Nur bei einer gegenseitigen echten Wertschätzung könne der Funke der Begeisterung auf das Auditorium überspringen. Heinz Schoenenberger hat Lust auf Blasmusik

– ob bei der Stadtmusik Rheinfelden, bei der von ihm und dem jüngeren Bruder Peter gegründeten Formation «BlasArt» («eine riesige Spielwiese») oder beim Dirigieren des Spiels der Kantonspolizei Solothurn, wo er 2017 bei einem Konzert mit der Rockband «Irrwisch» bewies, dass Blasmusik auch neue Wege gehen kann.

«Mein Beruf ermöglicht mir ein interessantes Leben.

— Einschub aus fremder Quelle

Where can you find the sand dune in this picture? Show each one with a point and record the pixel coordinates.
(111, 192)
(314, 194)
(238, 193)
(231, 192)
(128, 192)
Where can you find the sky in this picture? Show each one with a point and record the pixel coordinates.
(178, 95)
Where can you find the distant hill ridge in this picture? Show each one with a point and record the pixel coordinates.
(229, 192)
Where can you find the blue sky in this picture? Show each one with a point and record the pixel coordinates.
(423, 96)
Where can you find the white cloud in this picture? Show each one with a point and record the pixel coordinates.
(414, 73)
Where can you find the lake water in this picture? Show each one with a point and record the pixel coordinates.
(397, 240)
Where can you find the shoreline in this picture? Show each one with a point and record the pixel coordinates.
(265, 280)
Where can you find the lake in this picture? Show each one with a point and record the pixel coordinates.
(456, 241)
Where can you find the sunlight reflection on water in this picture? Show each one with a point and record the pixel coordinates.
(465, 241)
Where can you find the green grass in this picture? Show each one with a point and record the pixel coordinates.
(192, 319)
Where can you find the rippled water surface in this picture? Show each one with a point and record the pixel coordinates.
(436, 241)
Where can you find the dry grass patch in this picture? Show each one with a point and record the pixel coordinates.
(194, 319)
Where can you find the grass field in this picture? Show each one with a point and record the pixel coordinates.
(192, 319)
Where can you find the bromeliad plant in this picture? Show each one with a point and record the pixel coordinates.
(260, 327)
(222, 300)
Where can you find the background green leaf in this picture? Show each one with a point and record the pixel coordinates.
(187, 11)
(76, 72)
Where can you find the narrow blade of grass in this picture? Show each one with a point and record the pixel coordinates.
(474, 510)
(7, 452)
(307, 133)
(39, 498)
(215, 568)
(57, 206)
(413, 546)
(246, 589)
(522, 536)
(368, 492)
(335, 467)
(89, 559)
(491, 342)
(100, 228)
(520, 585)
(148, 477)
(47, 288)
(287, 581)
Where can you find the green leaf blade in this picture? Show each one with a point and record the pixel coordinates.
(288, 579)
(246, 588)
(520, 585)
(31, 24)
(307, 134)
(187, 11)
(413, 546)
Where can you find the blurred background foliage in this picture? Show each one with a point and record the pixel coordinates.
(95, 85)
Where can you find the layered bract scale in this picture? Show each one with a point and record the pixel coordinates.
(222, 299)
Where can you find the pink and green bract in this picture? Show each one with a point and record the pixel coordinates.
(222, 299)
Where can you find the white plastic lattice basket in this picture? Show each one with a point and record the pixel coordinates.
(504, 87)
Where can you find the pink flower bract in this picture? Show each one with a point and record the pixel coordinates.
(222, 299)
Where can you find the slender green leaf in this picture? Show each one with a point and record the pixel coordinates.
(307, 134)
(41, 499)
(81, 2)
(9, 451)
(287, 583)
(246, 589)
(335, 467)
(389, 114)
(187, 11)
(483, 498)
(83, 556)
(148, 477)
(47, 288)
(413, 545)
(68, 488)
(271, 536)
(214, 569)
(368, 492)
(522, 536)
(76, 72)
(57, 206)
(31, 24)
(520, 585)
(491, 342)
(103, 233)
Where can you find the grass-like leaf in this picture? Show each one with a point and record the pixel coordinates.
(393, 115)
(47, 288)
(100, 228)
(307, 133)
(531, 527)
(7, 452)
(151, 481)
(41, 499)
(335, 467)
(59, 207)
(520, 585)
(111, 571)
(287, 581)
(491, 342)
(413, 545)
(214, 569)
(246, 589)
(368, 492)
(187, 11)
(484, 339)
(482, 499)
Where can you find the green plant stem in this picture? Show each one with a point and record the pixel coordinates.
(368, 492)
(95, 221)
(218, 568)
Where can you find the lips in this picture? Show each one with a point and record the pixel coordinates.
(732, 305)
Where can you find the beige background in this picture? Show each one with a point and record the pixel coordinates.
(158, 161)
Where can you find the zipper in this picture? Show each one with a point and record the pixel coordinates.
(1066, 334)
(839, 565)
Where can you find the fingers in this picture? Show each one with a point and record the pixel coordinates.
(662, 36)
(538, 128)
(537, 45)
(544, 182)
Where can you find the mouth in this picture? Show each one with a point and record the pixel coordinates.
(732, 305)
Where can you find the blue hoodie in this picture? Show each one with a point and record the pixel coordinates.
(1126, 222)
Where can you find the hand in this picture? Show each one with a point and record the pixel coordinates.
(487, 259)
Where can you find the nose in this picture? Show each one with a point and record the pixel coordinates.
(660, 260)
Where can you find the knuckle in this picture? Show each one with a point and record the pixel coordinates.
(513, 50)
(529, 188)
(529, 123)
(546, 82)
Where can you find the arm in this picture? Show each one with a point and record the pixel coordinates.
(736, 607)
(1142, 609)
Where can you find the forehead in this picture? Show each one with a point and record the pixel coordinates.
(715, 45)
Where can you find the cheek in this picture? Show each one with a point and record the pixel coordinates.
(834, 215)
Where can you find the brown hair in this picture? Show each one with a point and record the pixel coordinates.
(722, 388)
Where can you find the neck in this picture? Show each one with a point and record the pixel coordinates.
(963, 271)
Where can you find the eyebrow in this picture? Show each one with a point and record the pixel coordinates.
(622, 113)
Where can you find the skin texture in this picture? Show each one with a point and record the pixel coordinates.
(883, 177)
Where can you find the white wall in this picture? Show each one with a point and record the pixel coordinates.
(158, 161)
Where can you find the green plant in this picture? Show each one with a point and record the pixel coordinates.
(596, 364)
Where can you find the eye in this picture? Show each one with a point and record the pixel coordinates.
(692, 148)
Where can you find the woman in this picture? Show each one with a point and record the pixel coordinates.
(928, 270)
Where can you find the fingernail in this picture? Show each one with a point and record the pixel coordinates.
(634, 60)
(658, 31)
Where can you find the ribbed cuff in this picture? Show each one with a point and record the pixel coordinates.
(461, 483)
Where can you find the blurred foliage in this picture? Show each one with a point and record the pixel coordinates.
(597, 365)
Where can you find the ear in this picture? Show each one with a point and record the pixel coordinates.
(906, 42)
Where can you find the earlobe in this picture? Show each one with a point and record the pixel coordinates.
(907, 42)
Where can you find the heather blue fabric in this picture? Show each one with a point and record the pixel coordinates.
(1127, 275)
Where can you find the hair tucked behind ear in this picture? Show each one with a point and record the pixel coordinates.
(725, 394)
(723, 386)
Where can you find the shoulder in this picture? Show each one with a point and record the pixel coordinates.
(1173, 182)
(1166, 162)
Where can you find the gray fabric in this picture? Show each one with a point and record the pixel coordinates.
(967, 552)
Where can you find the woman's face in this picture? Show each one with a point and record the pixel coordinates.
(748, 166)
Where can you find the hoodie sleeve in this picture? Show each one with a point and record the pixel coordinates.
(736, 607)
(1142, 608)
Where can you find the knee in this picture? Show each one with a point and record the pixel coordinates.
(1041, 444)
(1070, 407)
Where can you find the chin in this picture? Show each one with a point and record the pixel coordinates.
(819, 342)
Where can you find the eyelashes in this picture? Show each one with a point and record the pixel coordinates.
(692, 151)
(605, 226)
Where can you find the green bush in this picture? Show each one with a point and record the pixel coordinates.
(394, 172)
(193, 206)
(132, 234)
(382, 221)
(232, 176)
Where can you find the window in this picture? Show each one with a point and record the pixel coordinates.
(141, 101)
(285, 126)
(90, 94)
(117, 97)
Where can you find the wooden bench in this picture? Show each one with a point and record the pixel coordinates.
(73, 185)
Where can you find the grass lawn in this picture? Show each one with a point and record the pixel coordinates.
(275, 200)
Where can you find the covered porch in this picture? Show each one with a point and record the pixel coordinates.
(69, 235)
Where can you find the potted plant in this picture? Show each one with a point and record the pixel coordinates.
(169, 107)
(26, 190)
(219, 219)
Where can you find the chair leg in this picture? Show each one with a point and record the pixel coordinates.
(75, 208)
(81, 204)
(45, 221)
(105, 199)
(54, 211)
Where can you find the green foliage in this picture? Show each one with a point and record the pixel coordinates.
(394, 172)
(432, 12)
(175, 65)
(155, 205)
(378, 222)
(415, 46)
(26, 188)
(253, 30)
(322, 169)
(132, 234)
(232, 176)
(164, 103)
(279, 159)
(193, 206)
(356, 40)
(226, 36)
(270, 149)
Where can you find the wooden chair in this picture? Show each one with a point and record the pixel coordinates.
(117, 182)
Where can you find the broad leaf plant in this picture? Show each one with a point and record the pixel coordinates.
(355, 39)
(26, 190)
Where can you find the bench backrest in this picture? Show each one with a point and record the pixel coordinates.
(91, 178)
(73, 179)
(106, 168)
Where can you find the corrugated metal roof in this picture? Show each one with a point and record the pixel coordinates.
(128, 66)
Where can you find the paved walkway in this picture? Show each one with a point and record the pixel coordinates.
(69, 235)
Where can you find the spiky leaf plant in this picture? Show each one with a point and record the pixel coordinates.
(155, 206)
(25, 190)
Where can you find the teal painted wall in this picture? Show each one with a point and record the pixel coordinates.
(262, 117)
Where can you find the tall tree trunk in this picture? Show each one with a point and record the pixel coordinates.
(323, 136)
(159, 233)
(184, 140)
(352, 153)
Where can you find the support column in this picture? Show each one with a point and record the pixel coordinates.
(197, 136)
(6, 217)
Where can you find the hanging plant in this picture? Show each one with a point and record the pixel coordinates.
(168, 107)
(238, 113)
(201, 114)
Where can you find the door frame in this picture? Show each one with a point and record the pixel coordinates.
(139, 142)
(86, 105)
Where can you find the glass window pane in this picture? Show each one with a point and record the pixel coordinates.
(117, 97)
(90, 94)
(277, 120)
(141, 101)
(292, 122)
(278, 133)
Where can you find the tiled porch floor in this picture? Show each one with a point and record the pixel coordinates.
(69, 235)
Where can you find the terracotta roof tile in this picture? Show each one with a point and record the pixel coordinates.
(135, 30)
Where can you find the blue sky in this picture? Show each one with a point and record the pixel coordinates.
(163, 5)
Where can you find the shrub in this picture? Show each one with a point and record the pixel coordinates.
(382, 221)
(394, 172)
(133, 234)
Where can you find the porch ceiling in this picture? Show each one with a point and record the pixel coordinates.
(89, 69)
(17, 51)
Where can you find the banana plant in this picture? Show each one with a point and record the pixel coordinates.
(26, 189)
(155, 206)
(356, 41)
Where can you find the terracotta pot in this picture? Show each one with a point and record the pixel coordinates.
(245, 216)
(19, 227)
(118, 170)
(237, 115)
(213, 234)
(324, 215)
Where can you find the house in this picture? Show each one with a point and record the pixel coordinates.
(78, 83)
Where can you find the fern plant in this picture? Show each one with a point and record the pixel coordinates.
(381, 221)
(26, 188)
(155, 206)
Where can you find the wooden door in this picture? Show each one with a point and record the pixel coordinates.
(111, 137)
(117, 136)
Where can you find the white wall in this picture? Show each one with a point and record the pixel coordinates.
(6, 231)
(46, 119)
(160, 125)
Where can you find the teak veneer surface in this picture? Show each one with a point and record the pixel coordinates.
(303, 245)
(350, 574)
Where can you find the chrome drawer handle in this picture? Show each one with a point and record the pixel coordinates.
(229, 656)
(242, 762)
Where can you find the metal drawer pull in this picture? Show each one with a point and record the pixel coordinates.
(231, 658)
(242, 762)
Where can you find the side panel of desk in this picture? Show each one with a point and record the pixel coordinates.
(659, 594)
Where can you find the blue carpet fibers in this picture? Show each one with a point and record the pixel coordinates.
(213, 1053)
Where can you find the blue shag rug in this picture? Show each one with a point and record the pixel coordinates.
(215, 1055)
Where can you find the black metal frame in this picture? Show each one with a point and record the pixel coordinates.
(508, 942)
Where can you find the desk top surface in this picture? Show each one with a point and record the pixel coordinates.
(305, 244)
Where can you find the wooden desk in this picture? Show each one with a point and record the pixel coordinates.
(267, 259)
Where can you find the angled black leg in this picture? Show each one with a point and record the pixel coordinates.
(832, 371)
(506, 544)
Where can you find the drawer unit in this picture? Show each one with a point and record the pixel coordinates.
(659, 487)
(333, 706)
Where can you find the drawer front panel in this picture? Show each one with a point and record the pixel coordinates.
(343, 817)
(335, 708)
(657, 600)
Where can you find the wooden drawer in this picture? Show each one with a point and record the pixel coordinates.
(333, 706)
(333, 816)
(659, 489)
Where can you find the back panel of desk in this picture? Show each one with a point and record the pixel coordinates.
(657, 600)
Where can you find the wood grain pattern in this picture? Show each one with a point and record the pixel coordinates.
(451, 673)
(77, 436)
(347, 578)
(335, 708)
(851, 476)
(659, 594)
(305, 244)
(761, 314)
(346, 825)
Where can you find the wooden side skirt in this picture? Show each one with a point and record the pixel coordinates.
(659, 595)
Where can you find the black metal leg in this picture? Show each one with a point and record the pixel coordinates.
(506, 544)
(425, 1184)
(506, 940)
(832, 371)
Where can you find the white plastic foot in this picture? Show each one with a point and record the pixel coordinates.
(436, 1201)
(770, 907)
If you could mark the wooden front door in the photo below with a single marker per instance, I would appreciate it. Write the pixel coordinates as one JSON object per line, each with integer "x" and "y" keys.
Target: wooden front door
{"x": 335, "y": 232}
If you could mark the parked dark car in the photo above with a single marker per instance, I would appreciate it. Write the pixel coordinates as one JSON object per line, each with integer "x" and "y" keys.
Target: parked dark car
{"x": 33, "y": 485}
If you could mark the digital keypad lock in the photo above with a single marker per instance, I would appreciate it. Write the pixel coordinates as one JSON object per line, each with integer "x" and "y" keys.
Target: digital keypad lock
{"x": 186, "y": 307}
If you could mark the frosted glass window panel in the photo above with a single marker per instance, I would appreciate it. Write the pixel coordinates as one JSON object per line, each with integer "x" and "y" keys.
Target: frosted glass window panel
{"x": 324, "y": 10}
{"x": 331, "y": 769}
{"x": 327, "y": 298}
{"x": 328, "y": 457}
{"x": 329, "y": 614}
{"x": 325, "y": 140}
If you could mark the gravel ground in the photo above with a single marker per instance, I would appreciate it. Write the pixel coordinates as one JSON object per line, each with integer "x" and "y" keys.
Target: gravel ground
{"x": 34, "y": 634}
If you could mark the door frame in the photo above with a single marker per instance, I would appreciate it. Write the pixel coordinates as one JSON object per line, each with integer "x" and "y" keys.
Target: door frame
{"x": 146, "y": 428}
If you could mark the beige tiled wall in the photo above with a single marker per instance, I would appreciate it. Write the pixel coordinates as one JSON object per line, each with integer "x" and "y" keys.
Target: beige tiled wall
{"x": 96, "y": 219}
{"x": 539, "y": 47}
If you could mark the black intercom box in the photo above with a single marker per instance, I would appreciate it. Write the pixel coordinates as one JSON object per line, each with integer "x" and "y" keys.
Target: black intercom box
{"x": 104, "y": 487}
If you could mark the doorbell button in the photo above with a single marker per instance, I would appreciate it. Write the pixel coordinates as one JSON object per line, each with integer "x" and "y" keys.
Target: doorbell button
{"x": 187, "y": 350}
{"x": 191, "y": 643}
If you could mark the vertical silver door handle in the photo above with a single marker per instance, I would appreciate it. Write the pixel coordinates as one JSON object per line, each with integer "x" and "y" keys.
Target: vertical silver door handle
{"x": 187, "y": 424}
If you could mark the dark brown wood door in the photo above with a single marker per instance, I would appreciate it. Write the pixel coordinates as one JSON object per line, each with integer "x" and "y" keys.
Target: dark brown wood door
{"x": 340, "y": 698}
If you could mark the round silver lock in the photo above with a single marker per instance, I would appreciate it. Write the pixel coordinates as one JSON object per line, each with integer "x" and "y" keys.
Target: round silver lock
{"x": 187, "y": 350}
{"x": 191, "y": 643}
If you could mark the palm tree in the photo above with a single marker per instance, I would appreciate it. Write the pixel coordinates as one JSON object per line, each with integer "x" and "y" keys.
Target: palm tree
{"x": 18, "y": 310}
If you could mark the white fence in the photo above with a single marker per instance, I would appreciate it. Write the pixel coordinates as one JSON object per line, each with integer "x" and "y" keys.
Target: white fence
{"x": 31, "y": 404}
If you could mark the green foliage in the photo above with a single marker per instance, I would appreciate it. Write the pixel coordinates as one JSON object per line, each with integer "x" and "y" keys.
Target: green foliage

Ich freue mich immer wieder über neue Projekte», zieht er nach Jahrzehnten in der Blasmusik Bilanz. Ihm ist es mit diesem Beruf gelungen, «ein Eigenheim und ein Auto erspart zu haben», wie er sagt: «Und dies alles mit Arbeiten, die weder Kleider noch Hände schmutzig machen. Attribute, die sich unsere Eltern für uns Kinder gewünscht haben und wofür sie hart arbeiteten.» Und wenn sie noch lebten, hätten sie eine Freude daran, dass doch noch jemand in der Familie Lokführer geworden ist – Heinz Schoenenbergers Sohn.